On the first question (TDS applicability on payment made by Indian Client to US Co)
1. Providing of Architectural service has to be treated as Business Profits of US entity (Article 7 of DTAA Between India and US)
2. Business profits of foreign entities are taxable in India only if such foreign entities have Permanent Establishment (PE) in India (Article 5 of the treaty- DTAA)
3. In terms of para 5 of Article 5, Indian Subcontractor cannot be treated as Permanent Establishment of US Entity, if he is acting as a Independent Agent, and performs the subcontracting service, in his ordinary course of Business.
Para 5 of Article 5 reads as follows:
5. An enterprise (US entity in this case) of a Contracting State (US in this case) shall not be deemed to have a permanent establishment in the other Contracting State (India in this case) merely because it carries on business in that other State through a broker, general commission agent, or any other agent of an independent status (Indian Subcontractor in our case), provided that such persons (Indian Subcontractor)are acting in the ordinary course of their business. However, when the activities of such an agent (Indian Subcontractor) are devoted wholly or almost wholly on behalf of that enterprise and the transactions between the agent (Indian Subcontractor) and the enterprise (US entity) are not made under arm’s length conditions, he shall not be considered an agent of independent status within the meaning of this paragraph.

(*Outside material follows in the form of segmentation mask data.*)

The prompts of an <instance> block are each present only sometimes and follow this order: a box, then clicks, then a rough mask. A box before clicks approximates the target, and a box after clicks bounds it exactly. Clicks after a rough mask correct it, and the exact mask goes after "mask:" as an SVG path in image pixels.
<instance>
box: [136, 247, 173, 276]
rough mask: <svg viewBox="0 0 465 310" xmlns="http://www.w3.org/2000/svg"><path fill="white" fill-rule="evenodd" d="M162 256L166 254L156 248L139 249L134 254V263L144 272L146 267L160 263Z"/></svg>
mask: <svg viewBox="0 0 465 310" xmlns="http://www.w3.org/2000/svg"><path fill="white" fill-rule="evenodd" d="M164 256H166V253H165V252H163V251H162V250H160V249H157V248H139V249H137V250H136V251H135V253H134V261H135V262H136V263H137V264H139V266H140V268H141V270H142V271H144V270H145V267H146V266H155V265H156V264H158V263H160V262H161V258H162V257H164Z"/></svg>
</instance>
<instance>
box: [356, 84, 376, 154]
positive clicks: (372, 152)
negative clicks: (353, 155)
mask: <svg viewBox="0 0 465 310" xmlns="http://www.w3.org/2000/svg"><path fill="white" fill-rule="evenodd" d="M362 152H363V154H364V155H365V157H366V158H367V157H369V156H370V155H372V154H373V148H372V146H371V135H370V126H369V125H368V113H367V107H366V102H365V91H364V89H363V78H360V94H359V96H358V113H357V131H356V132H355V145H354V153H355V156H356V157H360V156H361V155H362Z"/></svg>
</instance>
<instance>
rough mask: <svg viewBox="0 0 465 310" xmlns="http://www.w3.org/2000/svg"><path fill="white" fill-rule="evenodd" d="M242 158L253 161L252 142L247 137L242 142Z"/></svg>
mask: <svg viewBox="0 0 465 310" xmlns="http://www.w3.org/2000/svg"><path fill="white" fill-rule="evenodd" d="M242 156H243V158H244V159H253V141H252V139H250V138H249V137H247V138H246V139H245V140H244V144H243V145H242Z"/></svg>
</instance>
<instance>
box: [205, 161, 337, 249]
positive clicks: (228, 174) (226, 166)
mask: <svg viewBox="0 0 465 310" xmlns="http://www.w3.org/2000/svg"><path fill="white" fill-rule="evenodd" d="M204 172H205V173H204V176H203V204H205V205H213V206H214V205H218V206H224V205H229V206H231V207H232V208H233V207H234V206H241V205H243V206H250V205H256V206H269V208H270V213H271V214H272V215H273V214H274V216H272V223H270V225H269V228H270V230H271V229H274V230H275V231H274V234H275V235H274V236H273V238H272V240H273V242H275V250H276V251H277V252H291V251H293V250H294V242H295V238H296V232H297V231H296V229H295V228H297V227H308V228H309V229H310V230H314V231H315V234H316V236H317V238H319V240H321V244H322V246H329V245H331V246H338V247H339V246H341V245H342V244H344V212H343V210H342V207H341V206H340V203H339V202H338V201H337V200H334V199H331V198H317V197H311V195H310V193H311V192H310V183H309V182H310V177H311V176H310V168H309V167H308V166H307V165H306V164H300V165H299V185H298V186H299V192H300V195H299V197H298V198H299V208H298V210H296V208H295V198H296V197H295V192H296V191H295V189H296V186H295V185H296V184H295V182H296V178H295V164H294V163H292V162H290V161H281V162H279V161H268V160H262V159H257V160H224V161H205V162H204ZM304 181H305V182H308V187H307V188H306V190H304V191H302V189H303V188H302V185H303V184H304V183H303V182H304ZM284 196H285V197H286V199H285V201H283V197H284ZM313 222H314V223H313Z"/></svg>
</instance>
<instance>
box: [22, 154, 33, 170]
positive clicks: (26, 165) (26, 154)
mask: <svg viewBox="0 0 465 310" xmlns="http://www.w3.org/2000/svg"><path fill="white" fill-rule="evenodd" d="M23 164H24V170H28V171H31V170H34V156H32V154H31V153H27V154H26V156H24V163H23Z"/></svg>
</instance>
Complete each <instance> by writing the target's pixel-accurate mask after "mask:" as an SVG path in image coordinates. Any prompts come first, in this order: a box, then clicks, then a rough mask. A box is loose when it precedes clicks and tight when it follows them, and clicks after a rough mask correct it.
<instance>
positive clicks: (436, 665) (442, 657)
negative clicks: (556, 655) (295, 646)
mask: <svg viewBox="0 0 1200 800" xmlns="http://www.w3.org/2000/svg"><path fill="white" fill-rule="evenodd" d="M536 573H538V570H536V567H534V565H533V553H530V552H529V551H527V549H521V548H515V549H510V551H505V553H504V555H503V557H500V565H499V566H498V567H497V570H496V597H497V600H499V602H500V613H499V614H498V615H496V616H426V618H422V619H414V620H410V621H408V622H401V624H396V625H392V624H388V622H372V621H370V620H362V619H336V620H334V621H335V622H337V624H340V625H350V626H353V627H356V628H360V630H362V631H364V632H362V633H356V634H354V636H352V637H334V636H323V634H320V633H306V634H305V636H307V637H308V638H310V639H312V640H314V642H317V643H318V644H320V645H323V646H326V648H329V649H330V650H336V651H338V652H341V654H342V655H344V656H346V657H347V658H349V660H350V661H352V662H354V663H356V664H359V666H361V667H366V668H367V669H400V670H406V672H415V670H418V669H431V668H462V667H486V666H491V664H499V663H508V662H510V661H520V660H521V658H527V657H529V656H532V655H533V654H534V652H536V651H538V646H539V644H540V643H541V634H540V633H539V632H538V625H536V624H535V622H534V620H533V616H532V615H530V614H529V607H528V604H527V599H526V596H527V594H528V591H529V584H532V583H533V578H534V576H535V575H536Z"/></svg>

Therefore, it is my humble opinion that, if US entity does not have a direct PE in India and Indian Subcontractor satisfies the conditions mentioned in para 5 of Article 5, Indian Client need not deduct Tax (TDS/WHT) from the remittance made by it to US Entity.
On the second question ( Whether US entity to deduct tax from remittance made by it to Indian Subcontractor)
Since DTAA (Double Taxation Avoidance Agreement) is equally applicable for Indian and US entities, in terms of Article 7 r/w Article 5, US entity has to deduct tax only if Indian Subcontractor has a Permanent Establishment in US
Conclusion
Since interpretation of international taxation laws are complex, they are to be interpreted on case to case basis.
If any of the users of CACLUBINDIA have different opinion, i humbly request them to take it forward and share with us.